Kegiatan dibuka oleh Ketua Departemen Ilmu Kelautan, Dr. Khairul Amri, yang menyampaikan bahwa PkM ini adalah salah satu tridharma perguruan tinggi dan setiap semester dilakukan minimal satu kali. Khairul menambahkan bahwa dipilihnya Pulau Lakkang sebagai lokasi pengabdian kali ini karena “kedekatan”nya dengan masyarakat Lakkang, dalam hal jarak dan kebutuhan satu sama lain.

Kegiatan diawali dengan penyuluhan yang disampaikan oleh sdr. Adi Saifullah Putra, yang merupakan Founder & CEO PT. Mall Sampah. Adi menyampaikan jika mengelola sampah dengan baik dapat menjadi salah satu alternatif penghasilan dengan mengumpulkan dan menyetorkan ke bank sampah.
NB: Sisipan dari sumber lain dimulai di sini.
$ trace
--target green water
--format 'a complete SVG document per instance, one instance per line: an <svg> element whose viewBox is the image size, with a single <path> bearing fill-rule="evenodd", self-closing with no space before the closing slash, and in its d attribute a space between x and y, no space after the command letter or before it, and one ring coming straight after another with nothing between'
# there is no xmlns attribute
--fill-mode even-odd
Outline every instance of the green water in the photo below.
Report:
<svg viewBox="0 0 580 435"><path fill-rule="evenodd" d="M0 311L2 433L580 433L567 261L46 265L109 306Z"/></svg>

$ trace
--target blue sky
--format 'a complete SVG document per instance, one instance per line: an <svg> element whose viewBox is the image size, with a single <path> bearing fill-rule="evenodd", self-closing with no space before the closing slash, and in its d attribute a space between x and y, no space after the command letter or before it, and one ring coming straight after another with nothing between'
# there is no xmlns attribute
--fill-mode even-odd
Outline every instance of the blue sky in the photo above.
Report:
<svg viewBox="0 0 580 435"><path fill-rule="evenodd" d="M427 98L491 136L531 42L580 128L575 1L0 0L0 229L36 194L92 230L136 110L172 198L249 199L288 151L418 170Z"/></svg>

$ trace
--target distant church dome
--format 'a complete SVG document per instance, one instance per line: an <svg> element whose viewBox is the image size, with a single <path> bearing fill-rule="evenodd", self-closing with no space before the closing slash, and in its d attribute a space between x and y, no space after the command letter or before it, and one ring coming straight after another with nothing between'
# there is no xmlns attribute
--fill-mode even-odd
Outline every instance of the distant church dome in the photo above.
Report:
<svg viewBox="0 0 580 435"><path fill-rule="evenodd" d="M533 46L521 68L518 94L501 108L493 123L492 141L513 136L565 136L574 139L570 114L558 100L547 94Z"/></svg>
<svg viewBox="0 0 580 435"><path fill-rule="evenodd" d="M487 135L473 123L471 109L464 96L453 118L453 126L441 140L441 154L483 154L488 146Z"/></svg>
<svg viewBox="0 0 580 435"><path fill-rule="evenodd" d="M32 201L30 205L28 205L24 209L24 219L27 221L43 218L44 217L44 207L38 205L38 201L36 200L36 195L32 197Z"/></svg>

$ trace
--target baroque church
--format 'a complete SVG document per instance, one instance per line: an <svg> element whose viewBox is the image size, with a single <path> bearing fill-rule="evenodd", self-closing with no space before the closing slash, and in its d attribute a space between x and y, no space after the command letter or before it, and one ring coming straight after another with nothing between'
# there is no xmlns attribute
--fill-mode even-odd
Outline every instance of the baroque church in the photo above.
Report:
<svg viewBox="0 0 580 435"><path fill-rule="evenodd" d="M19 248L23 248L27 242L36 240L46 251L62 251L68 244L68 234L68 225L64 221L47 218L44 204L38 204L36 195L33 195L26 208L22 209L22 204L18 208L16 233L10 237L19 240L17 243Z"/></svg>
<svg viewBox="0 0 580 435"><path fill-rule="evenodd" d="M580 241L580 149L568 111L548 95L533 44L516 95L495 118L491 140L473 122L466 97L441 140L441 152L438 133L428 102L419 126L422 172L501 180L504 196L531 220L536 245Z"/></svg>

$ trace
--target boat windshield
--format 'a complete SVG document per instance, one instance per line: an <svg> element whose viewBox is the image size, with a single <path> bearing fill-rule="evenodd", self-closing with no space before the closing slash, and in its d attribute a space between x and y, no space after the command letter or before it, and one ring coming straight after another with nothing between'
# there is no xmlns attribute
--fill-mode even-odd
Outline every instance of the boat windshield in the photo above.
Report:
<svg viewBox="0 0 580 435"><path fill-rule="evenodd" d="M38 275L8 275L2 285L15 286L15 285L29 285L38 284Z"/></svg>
Warga kemudian dibagi dua kelompok, yang mengikuti penyuluhan tentang Budidaya Tambak dan satu kelompok untuk mengikuti Workshop Pengolahan Sampah. Sebagai ahli budidaya perikanan, Prof. Zainuddin (dari Departemen Perikanan, Unhas) menyampaikan teknik budidaya tambak praktis dan diskusi dua arah terkait permasalahan budidaya perikanan yang sedang dialami oleh warga Pulau Lakkang. Sedangkan, kelompok workshop pengolahan sampah plastik, Departemen Ilmu Kelautan bermitra dengan PT. Rappo Indonesia. Akmal Idrus (Founder dan CEO PT. Rappo Indonesia) bersama timnya, memberikan penyuluhan praktis dan membekali warga Lakkang, utamanya kaum perempuan, untuk dapat mengolah sampah plastik menjadi produk berguna dan bernilai komersil.